If you have no income and no documentation, most FQHCs will still see you — they are required to serve all patients. Call ahead to ask what documentation is needed and what the process is for patients without income verification.

What If There's No FQHC Near Me?

Florida’s rural counties — particularly in the Panhandle, Big Bend, and North Central regions — sometimes have limited FQHC access. In those cases:

County health departments in rural Florida often operate as FQHC Look-Alikes and provide primary care on sliding scale fees. Find your county health department at floridahealth.gov.

Telehealth platforms like Hims, Ro, and Maximus operate in Florida and offer testosterone therapy starting around $75 to $150 per month — not as low as an FQHC sliding fee, but more accessible than a private clinic for men in rural areas. Some offer payment plans or reduced-cost options.
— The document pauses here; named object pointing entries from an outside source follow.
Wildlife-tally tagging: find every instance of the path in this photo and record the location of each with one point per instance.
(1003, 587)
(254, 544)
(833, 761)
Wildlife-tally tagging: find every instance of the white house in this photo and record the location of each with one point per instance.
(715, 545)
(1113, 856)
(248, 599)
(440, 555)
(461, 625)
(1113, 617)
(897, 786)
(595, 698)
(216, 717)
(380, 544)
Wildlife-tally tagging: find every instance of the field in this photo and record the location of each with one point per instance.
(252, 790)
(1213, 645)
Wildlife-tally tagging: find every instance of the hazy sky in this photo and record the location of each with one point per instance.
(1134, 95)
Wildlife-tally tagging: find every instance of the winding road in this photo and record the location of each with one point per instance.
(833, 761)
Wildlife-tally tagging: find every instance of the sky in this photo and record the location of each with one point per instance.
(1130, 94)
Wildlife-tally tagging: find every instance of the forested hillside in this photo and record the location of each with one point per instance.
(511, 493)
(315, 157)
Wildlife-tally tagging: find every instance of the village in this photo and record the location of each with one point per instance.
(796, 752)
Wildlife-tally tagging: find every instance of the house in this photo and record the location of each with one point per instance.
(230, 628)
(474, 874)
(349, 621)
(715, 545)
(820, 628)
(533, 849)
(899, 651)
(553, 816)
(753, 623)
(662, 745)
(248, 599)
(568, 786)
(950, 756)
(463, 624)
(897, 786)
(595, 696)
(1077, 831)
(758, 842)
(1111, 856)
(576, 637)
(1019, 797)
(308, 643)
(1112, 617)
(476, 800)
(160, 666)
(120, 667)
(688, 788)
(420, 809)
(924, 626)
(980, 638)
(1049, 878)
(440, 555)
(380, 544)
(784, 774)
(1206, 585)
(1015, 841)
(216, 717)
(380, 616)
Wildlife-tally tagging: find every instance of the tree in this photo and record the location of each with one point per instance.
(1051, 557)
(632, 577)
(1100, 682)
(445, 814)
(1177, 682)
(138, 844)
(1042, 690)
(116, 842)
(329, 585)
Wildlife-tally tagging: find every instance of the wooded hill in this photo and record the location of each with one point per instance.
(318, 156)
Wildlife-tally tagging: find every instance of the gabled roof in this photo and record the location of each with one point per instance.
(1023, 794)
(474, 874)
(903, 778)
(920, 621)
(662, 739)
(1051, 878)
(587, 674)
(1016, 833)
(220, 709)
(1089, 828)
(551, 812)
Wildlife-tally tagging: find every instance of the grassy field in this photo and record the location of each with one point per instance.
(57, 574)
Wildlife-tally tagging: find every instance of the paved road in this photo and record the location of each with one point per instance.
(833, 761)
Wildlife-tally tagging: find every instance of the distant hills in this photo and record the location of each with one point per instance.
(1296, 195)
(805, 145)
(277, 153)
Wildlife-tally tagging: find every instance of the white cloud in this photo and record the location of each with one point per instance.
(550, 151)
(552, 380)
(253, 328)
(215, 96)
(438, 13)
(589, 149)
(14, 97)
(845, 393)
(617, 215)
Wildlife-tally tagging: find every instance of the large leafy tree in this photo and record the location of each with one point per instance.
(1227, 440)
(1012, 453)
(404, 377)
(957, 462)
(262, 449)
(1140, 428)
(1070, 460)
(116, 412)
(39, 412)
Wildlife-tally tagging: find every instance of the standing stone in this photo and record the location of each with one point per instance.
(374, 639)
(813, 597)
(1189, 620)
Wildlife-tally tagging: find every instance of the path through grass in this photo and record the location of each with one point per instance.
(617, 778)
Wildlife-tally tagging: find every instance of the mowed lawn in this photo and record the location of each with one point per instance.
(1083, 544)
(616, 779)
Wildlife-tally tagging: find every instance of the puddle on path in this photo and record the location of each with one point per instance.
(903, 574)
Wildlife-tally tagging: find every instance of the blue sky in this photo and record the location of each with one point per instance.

Rural Health Clinics (RHCs) operate similarly to FQHCs in rural designations and may offer primary care including hormone management on reduced-cost schedules.

The Bottom Line

If you’re uninsured or low-income and need testosterone therapy in Florida, you have real options — they’re just not the ones that show up in Google ads. Florida’s FQHC network serves over 1.8 million patients across all 67 counties, and comprehensive primary care including men’s health is exactly what these organizations are built to provide.

The cost of care at an FQHC is determined by your income, not by a price list. For many Floridians, that makes the difference between getting care and going without it.

Start with the HRSA finder at findahealthcenter.hrsa.gov, call the closest location, and ask about their men’s primary care services and sliding fee schedule.